The Bare Necessities of NCA

Or: how to turn a perfectly ordinary correlation into a bottleneck

NCA

necessity

methods

“Necessary condition analysis do not provide credible nor reliable necessity conditions when applied to psychological data.”

Author

Tommaso Feraco

Published

April 20, 2026

“Look for the bare necessities, the simple bare necessities
Forget about your worries and your strife
I mean the bare necessities, old mother nature
That bring the bare necessities of life”

Terry Gilkyson, The Bare Necessities (1967)

A ‘new’ method in town

There is now a ‘new’ temptingly efficient way to generate a fresh psychological paper, wonderful insights, serendipity!

Step 1: Take two variables that correlate
Step 2: Draw a scatterplot.

Figure 1: A scatterplot for your scientific insights!

What do you notice? Is there any white space in those corner? Wow!

Make sure it’s not a trick of your mind. White space in the upper-left corner of your scatterplot! What could it be?

Step 3: Run Necessary Condition Analysis (NCA) to test if it is really blank.
Step 4: NCA detects an effect. Is significant.
Step 5: Declare that a certain level of X is necessary for Y to appear.

Congratulations: your correlation has been promoted from a mildly respectable average effect to a theoretical bottleneck.

That is, of course, slightly impolite (but true!).

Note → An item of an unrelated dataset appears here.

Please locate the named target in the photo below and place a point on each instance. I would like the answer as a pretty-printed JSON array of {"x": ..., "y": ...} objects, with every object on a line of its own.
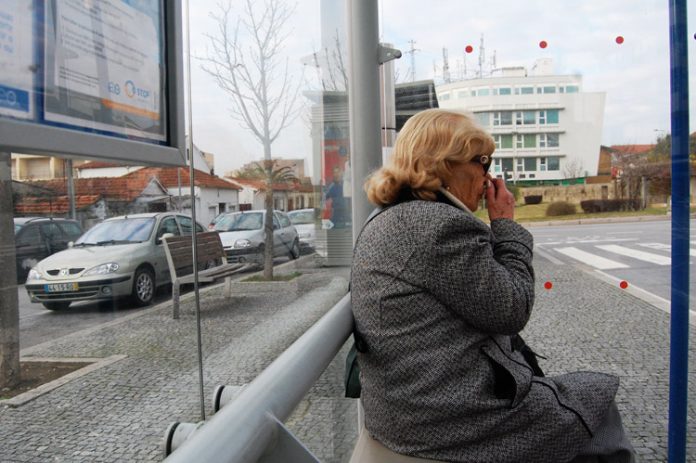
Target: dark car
[{"x": 39, "y": 237}]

NCA is an interesting method with a legitimate aim. It asks a different question from regression. Instead of asking whether higher values of \(X\) are associated with higher values of \(Y\) on average, it asks whether some level of \(X\) is required before a given level of \(Y\) can occur (Dul 2016; Dul, Hauff, and Bouncken 2023). In fields where variables have natural units and clear substantive thresholds, that question can be meaningful. For instance, what is the minimum salary required from all banks to give a 100k loan?

Psychology, however, is not full of natural units. It is full of latent constructs hiding behind observed scores on tests, questionnaires, tasks.

What NCA actually estimates

The basic logic of NCA is simple and elegant. If low values of a condition are incompatible with high values of an outcome, then the upper-left corner of the \(X\)-\(Y\) scatterplot should be empty. NCA quantifies that empty region, estimates a ceiling line, and summarizes the pattern through an effect size and a bottleneck table (see fig-nca Dul 2016).

That geometric intuition is exactly why the method is attractive. But it is also exactly why psychology is an awkward habitat for it.

fit <- NCA::nca(d, 1,2)
res <- NCA::nca_output(fit, plots = TRUE, summaries = FALSE)

Figure 2: Example of an NCA plot. The scatterplot shows the relation between X and Y. NCA evaluates whether X is necessary for Y by identifying an empty upper-left region, meaning that high values of Y are absent when X is low. The ceiling lines (CE-FDH and CR-FDH) mark the estimated boundary of this empty space, while the OLS line is included only to contrast NCA with standard regression approaches.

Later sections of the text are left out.